Lazerpay announced on Thursday, April 13, that is shutting down following unsuccessful fundraising efforts.

This has come to the fore as bigger global investors, such as Tiger Global, Sequoia, a16z, SoftBank, etc. which led mega-rounds in African startups in the previous boom cycle, as well as smaller local funders making earlier bets, seem to be adopting a tempered approach.

“Deal flow is good, but quantity has never been the issue. For us it is currently about portfolio balancing, ensuring that we balance riskier investments with less risky ones,” Böhmert explained.

Some deal terms are still unreasonable for many investors, Adeniran argues citing knowledge of high-level conversations, because there’s a mismatch between growth, revenue and valuation.

“A lot of startups got a high valuation at the seed stage and are struggling to grow revenues to match those valuations.
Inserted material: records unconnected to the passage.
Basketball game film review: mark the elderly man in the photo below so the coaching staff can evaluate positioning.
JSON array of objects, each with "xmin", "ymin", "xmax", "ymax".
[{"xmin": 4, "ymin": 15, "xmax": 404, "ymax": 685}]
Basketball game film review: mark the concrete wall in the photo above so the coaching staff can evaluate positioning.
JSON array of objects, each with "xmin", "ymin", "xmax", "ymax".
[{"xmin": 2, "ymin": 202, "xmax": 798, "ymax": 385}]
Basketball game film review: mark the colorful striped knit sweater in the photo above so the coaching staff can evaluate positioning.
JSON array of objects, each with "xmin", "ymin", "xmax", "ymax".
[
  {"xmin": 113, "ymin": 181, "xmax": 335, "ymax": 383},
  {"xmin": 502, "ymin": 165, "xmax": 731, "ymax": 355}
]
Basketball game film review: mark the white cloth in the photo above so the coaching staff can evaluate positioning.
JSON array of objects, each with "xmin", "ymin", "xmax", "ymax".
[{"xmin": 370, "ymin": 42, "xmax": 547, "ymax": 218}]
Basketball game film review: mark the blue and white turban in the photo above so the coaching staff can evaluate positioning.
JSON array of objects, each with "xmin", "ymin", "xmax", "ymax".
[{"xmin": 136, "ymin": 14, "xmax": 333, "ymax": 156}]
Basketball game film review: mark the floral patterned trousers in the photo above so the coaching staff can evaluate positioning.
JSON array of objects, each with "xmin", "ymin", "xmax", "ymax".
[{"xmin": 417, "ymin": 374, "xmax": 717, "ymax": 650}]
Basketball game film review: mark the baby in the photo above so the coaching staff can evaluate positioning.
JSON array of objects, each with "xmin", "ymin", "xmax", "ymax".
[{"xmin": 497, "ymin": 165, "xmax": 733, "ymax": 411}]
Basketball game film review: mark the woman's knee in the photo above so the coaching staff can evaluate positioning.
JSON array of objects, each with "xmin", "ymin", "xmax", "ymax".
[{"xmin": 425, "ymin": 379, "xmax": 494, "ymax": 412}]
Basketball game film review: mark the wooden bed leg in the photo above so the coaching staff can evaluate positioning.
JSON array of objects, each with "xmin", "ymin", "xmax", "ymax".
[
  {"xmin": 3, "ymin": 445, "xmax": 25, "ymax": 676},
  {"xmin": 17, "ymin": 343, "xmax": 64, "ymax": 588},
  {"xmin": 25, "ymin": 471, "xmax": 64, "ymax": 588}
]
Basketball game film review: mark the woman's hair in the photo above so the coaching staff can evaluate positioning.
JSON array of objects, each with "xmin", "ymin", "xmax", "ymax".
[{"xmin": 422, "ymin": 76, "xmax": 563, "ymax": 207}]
This means there’s a large gulf in Africa between seed startups and Series A startups,” he opined.

“Many founders are unfortunately facing a down-round but think they can hold on to their high valuations for much longer. Keeping in mind that most funds deploy within a four-year period and some deploy for longer, investors are now more patient to look for deals that match what they want,” Adeniran added.

While it’s uncertain how long the current bearish market sentiments and macroeconomic conditions will last, there are encouraging signs that dry powder is on the other side as there has been an uptick in Africa-focused fund allocations lately. Partech’s first close of the Partech Africa II at ~USD 262 M and Ventures Platform’s USD 46 M early-stage fund are notable examples among others in recent months, as are capital infusions from government-backed financing institutions.

“Interestingly, in the midst of the slowdown, we’ve seen the largest capital allocation to African funds – there have been more double-digit million and triple-digit million funds recently than earlier. So we’ll watch how these impact the market,” Adeniran noted.

In the meantime, the reset is re-energising much-needed focus on good corporate governance, clean cap tables and capital efficiency, according to Böhmert.

“Those are sometimes the deciding factors when comparing one potential investment with another. But the investment fundamentals stay the same: Great team, large market, good traction, clear path to exit,” she told WT.

Recommendations drawn from industry chatter on how founders can navigate the torrid period have revolved around managing runway, exploring debt and crowdfunding options, focusing on core features, and prioritising high-margin products and customer segments in a bid to grow revenue, albeit profitability, which is also getting soundbites, might be tricky, as Adeniran pointed out.

“There’s been so much said about profitability, but not all founders need to optimise for profitability at this moment – they mostly need to find growth channels and levers that work, tweak business models and find where high revenues are,” he recommended while advocating for better communication between African founders and funders which Adeniran says he’s observed to be less than satisfactory from experience.

Industry stakeholders have suggested that the turbulence currently ravaging Africa’s tech market might set the tone for a more sustainable ecosystem going forward. “I foresee a future where startups raise much smaller cheques to build companies with revenues between USD 1 M and USD 20 M ARR. The era of blitzscaling poor models and poor unit economics to unicorn status is over for now,” Adeniran said.